Britain Risks ‘Crisis of Capitalism’ Due to Rising Inequality

(Bloomberg) -- Britain risks following the U.S. in terms of declining life expectancy and stagnant wages for the less-educated portion of the population if the causes of inequality go unchecked, according to a report.

The research, published Tuesday, forms the first part of a review into inequality chaired by Nobel Laureate Angus Deaton, which will ultimately provide a set of policy proposals to tackle inequality in Britain.

The findings are bound to fuel the debate over wealth disparities in the U.K., an issue that both Prime Minister Theresa May and opposition leader Jeremy Corbyn have pledged to redress after years of austerity and meager income growth.

Britain Risks ‘Crisis of Capitalism’ Due to Rising Inequality

“The deepening economic and social divides have led some to question whether inequality will lead to a crisis of capitalism,” the report, commissioned by the Institute for Fiscal Studies, said. “With support for populist candidates rising on both sides of the Atlantic, and on both sides of the political spectrum, some question whether inequality may pose a threat not just to capitalism but also to our democratic system.”

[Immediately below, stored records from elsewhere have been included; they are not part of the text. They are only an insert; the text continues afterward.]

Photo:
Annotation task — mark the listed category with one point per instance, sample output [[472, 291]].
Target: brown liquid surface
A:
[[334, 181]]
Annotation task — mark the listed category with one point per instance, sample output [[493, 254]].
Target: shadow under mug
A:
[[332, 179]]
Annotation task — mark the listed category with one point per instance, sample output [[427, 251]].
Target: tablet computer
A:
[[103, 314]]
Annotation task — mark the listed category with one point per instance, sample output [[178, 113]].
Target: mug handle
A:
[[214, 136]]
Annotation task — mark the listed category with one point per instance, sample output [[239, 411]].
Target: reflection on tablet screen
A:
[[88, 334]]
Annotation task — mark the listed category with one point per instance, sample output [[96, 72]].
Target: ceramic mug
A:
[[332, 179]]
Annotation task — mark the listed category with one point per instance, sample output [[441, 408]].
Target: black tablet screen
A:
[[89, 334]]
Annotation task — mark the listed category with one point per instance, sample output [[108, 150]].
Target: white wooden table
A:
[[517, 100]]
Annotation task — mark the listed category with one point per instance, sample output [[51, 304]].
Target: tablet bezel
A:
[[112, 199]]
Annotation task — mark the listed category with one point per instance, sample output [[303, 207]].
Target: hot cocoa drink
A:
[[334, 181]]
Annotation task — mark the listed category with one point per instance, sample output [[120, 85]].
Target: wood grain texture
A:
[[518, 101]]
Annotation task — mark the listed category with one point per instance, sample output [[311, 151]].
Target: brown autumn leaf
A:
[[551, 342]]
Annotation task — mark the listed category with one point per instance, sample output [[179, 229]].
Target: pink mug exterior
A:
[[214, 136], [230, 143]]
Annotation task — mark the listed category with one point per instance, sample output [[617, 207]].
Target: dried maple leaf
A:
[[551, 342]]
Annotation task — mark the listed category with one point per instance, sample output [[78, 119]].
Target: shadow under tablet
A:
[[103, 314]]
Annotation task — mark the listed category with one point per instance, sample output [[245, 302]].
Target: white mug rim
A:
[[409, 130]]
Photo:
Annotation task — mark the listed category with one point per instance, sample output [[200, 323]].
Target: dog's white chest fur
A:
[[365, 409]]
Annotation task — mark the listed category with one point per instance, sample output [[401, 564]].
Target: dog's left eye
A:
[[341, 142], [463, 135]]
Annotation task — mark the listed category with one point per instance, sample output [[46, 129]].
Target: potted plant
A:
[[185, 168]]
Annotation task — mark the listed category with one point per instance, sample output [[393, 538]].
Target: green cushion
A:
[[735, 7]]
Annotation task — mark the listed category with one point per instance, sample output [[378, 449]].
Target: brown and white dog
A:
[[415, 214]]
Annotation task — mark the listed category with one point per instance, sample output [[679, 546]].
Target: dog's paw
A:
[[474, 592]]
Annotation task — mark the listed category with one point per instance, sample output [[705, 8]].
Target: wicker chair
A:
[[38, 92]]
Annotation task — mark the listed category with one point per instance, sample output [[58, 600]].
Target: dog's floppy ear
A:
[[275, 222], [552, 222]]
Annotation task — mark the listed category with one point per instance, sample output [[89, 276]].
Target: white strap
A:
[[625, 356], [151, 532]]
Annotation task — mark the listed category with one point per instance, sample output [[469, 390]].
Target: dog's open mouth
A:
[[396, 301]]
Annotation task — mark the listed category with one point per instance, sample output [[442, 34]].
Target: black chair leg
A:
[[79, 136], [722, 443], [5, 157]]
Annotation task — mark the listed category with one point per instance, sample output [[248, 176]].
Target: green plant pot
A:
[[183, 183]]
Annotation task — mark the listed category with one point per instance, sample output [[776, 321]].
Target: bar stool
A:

The share of income going to the top 1% of households in the U.K. has nearly tripled in the last four decades, while adjusting for inflation, the lowest-earning working households today earn little more than they would have in the mid-1990s. Figures also show that “deaths of despair” -- those from suicide, drug and alcohol abuse -- are rising among the middle-aged, while residents of less affluent parts of England have lower life expectancy

Declining membership in trade unions and growth in the gig economy are likely reducing workers’ bargaining power, the report said. Technological change and globalization are also driving forces of inequalities, according to the report, which also looked at disparities in geography, generations, and gender.

“I think that people getting rich is a good thing, especially when it brings prosperity to others,” Deaton said. “But the other kind of getting rich, ‘taking’ rather than ‘making,’ rent-seeking rather than creating, enriching the few at the expense of the many, taking the free out of free markets, is making a mockery of democracy.”